If Russia wins the ongoing battle for Donbas, it will have succeeded in tangibly degrading Ukraine’s ability to contest the eastern half of the country. The consolidation of Russian control over large swathes of eastern Ukraine would resuscitate Russia’s sputtered military campaign; there would potentially be little to stop the invading Russian forces from striking out in the direction of the strategic southwestern port hub of Odessa or returning to the Kyiv region for a second go at Ukraine’s capital. Even if those campaigns end in a stalemate, Russia may well be able to hold on to territories gained in Ukraine’s east. The absorption of western Ukraine into Poland requires a degree of explicit Western acquiescence; the dismemberment of Ukraine along the Dnieper River does not.
But such an outcome remains a distant possibility—one that is largely contingent on the Kremlin’s ability to salvage its war in the east, where it enjoys distinct advantages in the form of shorter supply lines and more advantageous terrain. The West is seeking to offset these advantages with continued shipments of heavy weapons systems and real-time intelligence sharing. It is unclear whether U.S. intelligence services and the Pentagon are providing Ukraine with information to strike Russian targets in Russia. The Kremlin has warned such strikes would lead to retaliatory attacks on decision-making centers in Kyiv, including those that it says are staffed by Western military advisors.
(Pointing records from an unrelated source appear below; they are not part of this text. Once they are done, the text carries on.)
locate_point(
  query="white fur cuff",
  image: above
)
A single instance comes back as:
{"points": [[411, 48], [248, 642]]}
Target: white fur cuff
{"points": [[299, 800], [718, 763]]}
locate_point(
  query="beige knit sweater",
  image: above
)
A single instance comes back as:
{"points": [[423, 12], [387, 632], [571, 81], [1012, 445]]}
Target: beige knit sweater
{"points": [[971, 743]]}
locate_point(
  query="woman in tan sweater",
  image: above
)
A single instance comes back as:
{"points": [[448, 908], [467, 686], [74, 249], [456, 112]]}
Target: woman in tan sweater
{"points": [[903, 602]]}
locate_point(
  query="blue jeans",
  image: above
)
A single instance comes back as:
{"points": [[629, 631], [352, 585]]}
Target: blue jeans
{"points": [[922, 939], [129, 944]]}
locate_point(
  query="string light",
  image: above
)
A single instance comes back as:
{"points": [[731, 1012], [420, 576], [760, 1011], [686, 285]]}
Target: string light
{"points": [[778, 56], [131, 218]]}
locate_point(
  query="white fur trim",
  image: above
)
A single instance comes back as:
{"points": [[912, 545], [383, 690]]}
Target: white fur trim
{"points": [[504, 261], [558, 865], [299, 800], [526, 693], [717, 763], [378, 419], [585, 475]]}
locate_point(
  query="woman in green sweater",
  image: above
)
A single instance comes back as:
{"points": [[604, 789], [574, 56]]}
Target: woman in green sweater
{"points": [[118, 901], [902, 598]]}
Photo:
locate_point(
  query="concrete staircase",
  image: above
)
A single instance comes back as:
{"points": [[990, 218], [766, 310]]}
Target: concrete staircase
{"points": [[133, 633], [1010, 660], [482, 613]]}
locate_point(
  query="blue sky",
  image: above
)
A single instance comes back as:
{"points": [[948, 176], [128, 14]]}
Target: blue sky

These attacks are being publicly lent moral legitimacy if not military support by Western officials. The United Kingdom’s armed forces minister James Heappey told a British media outlet earlier this week it is “completely legitimate for Ukraine to be targeting in Russia’s depth in order to disrupt the logistics that if they weren’t disrupted would directly contribute to death and carnage on Ukrainian soil,” adding that it is “not necessarily a problem” if British-donated weapons were used to hit sites on Russian territory.
Moscow lashed out at Heappey’s comments, with Russia’s Defense Ministry announcing that “London’s direct provocation of the Kyiv regime into such actions, if such actions are carried out, will immediately lead to our proportional response.” Editor-in-chief of Russian state media outlet RT Margarita Simonyan was blunter: “The Anglo-Saxons are publicly calling on Ukraine to take the combat activity into Russian territory. And giving them the ammo to carry out that plan,” she said, according to Newsweek. “What choice are you leaving us, idiots? Complete destruction of what remains of Ukraine? A nuclear strike?”
Her position does not necessarily reflect Kremlin policy, though the threat of nuclear escalation continues to loom large as Moscow struggles to make meaningful military headway sixty-five days into a war it views as an existential conflict for Russia’s very existence. Moscow is under mounting pressure to produce meaningful battlefield victories by May 9, which is the major annual holiday when Russia commemorates the Red Army’s victory over Nazi Germany in World War II.
Mark Episkopos is a national security reporter for the National Interest.